Each emotion, each thought, each experience of my life can drive me closer to the God who loves and knows me more intimately than any person I could ever gain or lose, if I surrender it over to Him, experiencing it with Him. When I do this, the most wonderful thing of all happens. I discover that no human, nor any combination of human relationships, is ever enough to fill me, especially after a loss. Not even the closest friend or spouse will ever be what I need to make me feel complete, content, or the fullest joy we all seek. But God is, and was, and always will be, all of these things. Every time. “So I run to the Father, I fall into grace. I'm done with the hiding; No reason to wait. My heart needs a surgeon. My soul needs a friend. So I'll run to the Father Again and again.” (- Run to the Father, Cody Carnes)

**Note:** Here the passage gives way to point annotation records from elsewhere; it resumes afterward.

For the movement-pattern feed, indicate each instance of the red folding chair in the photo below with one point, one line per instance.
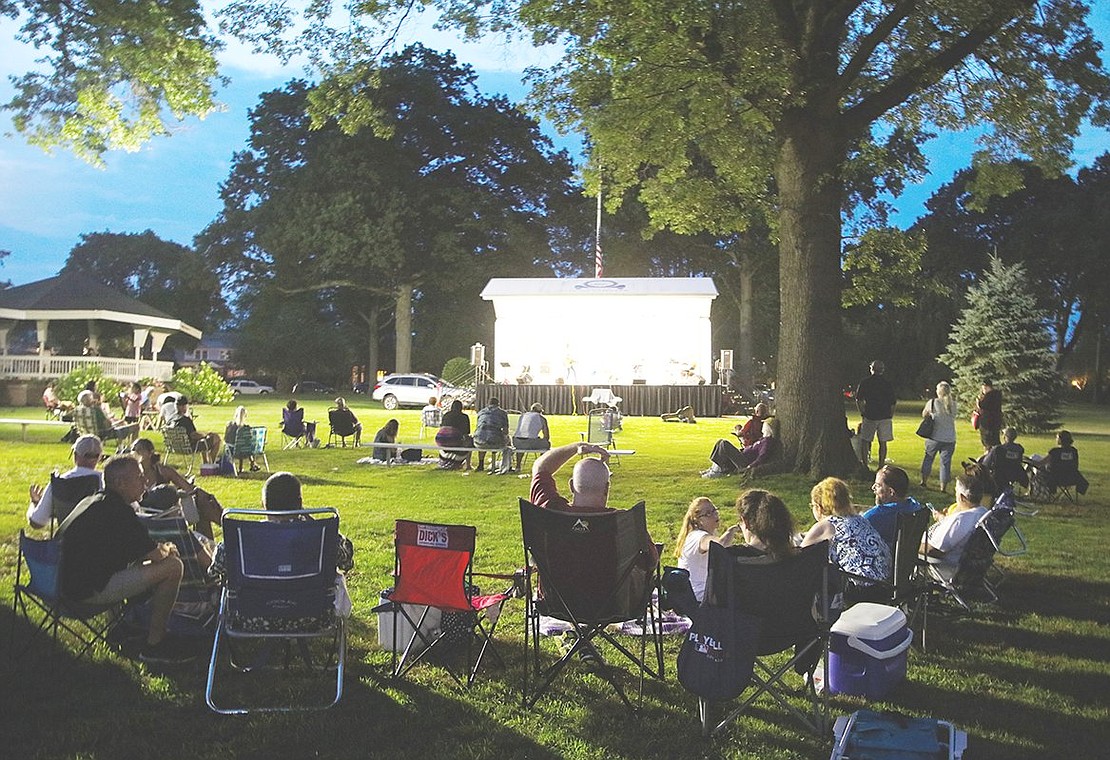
(433, 569)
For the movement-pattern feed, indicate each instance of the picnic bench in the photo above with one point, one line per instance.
(496, 449)
(23, 422)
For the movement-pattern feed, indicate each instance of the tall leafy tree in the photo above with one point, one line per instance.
(161, 273)
(448, 188)
(112, 74)
(1002, 335)
(717, 112)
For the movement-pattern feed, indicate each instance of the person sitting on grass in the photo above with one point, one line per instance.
(727, 459)
(110, 557)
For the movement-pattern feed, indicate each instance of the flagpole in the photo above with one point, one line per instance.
(598, 265)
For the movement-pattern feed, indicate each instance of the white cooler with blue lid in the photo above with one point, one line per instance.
(867, 650)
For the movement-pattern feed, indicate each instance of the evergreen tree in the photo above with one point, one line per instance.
(1002, 335)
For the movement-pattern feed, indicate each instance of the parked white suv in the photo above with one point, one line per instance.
(249, 387)
(414, 389)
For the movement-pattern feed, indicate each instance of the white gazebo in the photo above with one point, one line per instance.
(652, 331)
(79, 297)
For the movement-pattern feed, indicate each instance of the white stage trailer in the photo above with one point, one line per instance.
(596, 332)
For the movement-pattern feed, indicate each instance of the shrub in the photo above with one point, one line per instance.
(202, 385)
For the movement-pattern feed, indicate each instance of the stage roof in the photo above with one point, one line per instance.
(532, 286)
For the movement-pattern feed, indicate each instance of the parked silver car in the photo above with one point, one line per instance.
(249, 387)
(414, 389)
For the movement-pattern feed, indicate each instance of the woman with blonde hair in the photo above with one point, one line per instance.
(699, 529)
(855, 546)
(942, 438)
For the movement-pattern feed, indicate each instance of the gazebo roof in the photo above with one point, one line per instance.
(79, 296)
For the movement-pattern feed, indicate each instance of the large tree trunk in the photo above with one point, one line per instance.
(745, 370)
(808, 389)
(403, 327)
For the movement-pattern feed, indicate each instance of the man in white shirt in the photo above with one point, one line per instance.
(87, 453)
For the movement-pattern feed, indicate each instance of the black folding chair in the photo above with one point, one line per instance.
(787, 601)
(589, 570)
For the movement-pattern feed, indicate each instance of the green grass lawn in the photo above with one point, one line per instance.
(1026, 678)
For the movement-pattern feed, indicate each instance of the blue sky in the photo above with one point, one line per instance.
(171, 185)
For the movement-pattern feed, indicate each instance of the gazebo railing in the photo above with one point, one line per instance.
(32, 366)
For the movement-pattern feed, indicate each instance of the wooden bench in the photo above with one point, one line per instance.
(24, 423)
(436, 447)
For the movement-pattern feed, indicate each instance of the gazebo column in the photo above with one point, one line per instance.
(157, 341)
(93, 337)
(139, 340)
(40, 331)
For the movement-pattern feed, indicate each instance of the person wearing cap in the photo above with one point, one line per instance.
(87, 452)
(532, 433)
(875, 397)
(90, 415)
(208, 444)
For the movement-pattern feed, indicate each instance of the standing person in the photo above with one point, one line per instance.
(942, 441)
(231, 435)
(132, 403)
(492, 432)
(692, 547)
(110, 557)
(875, 398)
(532, 433)
(989, 408)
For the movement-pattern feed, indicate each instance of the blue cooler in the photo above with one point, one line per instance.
(867, 650)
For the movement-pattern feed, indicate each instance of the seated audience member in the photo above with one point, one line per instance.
(492, 432)
(855, 546)
(110, 557)
(532, 433)
(386, 435)
(1060, 467)
(683, 415)
(891, 498)
(231, 435)
(343, 413)
(208, 444)
(692, 547)
(87, 452)
(132, 403)
(282, 493)
(163, 487)
(293, 425)
(727, 459)
(89, 415)
(949, 536)
(752, 431)
(766, 525)
(1006, 462)
(589, 485)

So I am thankful for loss, because then I can go to the One who fills me. Again and again and again.

Every time I feel empty, drained, discontent, lonely, sad, excited, desperate to share, to talk, to be heard or understood, there is always One waiting to hear.

He is never unavailable.

He is never not listening or paying attention.

He is never too busy.

He never misunderstands me or doesn't get it.

He knows better than I do the words and thoughts and feelings I can't express.

And He is never not enough. He is perfect. He is my Father and Savior and Friend. He is not a human who will fail me, forget me, neglect me, leave me. He is my God.

He is the only One who died and came back for me, died for me.

He is always faithful even when I wander away. He allures me, gently draws me back in.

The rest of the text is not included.